THURSDAY, DECEMBER 1
PHOTO: MARIS HUTCHINSON, EPW STUDIO/COURTESY NEW MUSEUM; ART: ©PIPILOTTI RIST/COURTESY THE ARTIST, HAUSER & WIRTH, AND LUHRING AUGUSTINE; MUSIC AND TEXT: SOAP&SKIN/ANJA PLASCHG/COURTESY FLORA MUSIKVERLAG AND [PIAS] RECORDINGS
Talk: Langdon Clay at the Strand
This talk will be held in honor of the release of Langdon Clay’s newest photobook, Cars: New York City, 1974–1976, which comes out on December 6. The book focuses on Clay’s pictures of cars he saw in New York and New Jersey. Photographed using newly available color film, Clay’s work contrasts the cars with their surroundings. “I experienced a conversion of sorts in making a switch from the ‘decisive moment’ of black and white to the marvel of color, a world I was waking up to every day,” Clay has said. After the talk, Clay and Luc Sante, who wrote the book’s forward, will sign copies.
The Strand, 828 Broadway, 6:30–8:30 p.m. Tickets $95, including signed book and Strand gift card
©2015 AGNES MARTIN/ARTISTS RIGHTS SOCIETY (ARS), NEW YORK/COLLECTION OF MITZI AND WARREN EISENBERG
Performance: John Zorn at Guggenheim Museum
With his experimental combination of classical, jazz, and klezmer sounds, John Zorn may seem like an unlikely match for Agnes Martin, but that’s hardly the case. In fact, Zorn dedicated two works on his 1995 album Redbird to the painter.

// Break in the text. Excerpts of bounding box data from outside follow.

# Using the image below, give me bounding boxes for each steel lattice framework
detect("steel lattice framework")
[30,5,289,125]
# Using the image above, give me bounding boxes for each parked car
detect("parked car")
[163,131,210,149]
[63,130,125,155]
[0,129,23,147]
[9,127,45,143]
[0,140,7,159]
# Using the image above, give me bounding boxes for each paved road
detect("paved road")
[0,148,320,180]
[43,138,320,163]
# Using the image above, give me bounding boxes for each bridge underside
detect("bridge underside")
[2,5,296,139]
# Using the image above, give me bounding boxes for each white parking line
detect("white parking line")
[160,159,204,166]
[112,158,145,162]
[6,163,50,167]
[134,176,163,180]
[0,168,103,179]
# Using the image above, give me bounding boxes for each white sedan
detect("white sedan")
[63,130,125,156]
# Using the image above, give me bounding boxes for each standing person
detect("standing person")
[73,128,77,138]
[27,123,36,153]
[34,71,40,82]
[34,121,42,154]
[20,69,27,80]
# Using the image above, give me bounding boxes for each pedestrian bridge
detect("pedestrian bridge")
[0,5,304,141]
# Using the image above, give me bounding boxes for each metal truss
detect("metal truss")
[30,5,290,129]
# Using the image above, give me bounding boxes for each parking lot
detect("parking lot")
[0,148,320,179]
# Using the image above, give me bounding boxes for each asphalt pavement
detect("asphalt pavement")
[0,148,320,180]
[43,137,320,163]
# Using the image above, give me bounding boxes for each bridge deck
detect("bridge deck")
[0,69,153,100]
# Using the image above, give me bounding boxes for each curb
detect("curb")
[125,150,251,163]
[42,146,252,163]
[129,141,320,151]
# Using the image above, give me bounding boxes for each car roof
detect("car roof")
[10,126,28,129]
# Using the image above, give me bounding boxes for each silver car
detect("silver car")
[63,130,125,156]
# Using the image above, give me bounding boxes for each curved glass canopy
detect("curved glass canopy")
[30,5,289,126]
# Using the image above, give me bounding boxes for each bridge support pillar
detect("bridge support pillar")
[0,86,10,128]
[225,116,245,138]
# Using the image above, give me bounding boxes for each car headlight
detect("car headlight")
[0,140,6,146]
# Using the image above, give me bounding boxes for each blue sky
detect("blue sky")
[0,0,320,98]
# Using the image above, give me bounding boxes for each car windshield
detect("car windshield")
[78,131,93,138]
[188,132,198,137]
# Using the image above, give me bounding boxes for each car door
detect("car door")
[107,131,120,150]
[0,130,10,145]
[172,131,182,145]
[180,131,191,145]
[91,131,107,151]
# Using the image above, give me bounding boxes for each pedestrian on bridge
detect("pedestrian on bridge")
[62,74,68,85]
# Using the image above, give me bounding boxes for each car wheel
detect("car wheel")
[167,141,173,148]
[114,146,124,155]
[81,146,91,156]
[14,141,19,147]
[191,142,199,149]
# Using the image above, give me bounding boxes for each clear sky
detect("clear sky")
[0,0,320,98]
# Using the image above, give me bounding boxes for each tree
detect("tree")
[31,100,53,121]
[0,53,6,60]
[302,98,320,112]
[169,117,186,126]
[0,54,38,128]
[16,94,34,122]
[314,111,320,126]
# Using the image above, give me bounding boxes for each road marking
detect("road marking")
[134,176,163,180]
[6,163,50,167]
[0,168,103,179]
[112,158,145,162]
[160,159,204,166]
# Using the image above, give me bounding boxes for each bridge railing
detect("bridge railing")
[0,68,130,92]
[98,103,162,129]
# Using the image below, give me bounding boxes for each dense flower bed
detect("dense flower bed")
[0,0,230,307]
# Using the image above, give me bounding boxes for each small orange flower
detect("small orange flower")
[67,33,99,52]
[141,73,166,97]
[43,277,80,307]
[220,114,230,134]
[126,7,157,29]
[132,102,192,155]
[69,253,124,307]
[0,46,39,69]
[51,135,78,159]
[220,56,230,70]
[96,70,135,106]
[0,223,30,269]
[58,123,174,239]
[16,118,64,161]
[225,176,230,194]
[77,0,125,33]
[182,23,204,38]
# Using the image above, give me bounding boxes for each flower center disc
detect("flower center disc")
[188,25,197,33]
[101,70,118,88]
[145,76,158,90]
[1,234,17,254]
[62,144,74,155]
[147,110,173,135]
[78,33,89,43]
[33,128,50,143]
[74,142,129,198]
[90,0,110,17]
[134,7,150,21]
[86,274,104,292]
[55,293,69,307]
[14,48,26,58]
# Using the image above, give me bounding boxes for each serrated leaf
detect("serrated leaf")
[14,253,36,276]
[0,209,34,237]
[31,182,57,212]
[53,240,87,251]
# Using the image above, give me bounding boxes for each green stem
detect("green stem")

At this concert, Zorn will debut two new pieces based on Martin’s art—“Praise” and “Blue Strategem” (both works 2016); the composer himself will play the vibraphone in the former. Though this concert, as well as another on December 2, are sold out, there will be standby tickets given out on a first-come-first-serve basis.
Guggenheim Museum, 1071 5th Avenue, 7 p.m.
SATURDAY, DECEMBER 3
©2016 ARTISTS RIGHTS SOCIETY (ARS), NEW YORK AND VG BILD-KUNST, BONN/THE MUSEUM OF MODERN ART, NEW YORK, THOMAS WALTHER COLLECTION
Opening: “A Revolutionary Impulse: The Rise of the Russian Avant-Garde” at Museum of Modern Art
A testament to how oppressive regimes can, in fact, sometimes spur on extraordinary art, this show looks at the burst of creativity that happened in Russia between 1912 and 1934, before Stalin declared Socialist Realism the state-sanctioned artistic style. At that time, artists were experimenting with how politics could fuse with the arts, in the process incorporating Marxism’s emphasis on conflict. Filmmakers like Dziga Vertov experimented with form, cutting sequences into bursts of images, while Constructivist artists like Aleksandr Rodchenko and Lyubov Popova created geometric abstractions, both in painting and photography. The show will bring together paintings, prints, drawings, sculptures, films, and more from the time period.
Museum of Modern Art, 11 West 53rd Street, 10:30 a.m.–5:30 p.m.
Concert: Bon Iver at Pioneer Works
Having come out of a five-year hiatus to produce his third album, 22, A Million (2016), Bon Iver will perform at Pioneer Works for—count them—five nights in a row. Bon Iver was originally known for his analog, acoustic, folksy sound, yet with this new album, he went in a new direction—digital, strange, difficult. The album remains for many cloaked in mystery, and these concerts are fittingly not without their own secrets—Bon Iver will be bringing with him special guests, among them Marijuana Deathsqauds and Poliça, but some acts haven’t been announced yet.
Pioneer Works, 159 Pioneer Street, Brooklyn, 8 p.m. Tickets $75
SUNDAY, DECEMBER 4
Screening: COMPULSIVE PRACTICE at Studio Museum in Harlem
At this talk and screening, the Studio Museum will show COMPULSIVE PRACTICE, an hour-long video that details how nine artists manage and reflect upon HIV/AIDS on a daily basis. Screened here in connection with the Visual AIDS’s exhibition “Everyday,” which looks at the way artists experience daily life and create work while living with HIV/AIDS, the video will be followed by a discussion led by academic and curator Vivian Crockett. Artists Nayland Blake and Luna Luis Ortiz will talk with Crockett about how video can be a way of documenting work about HIV and AIDS.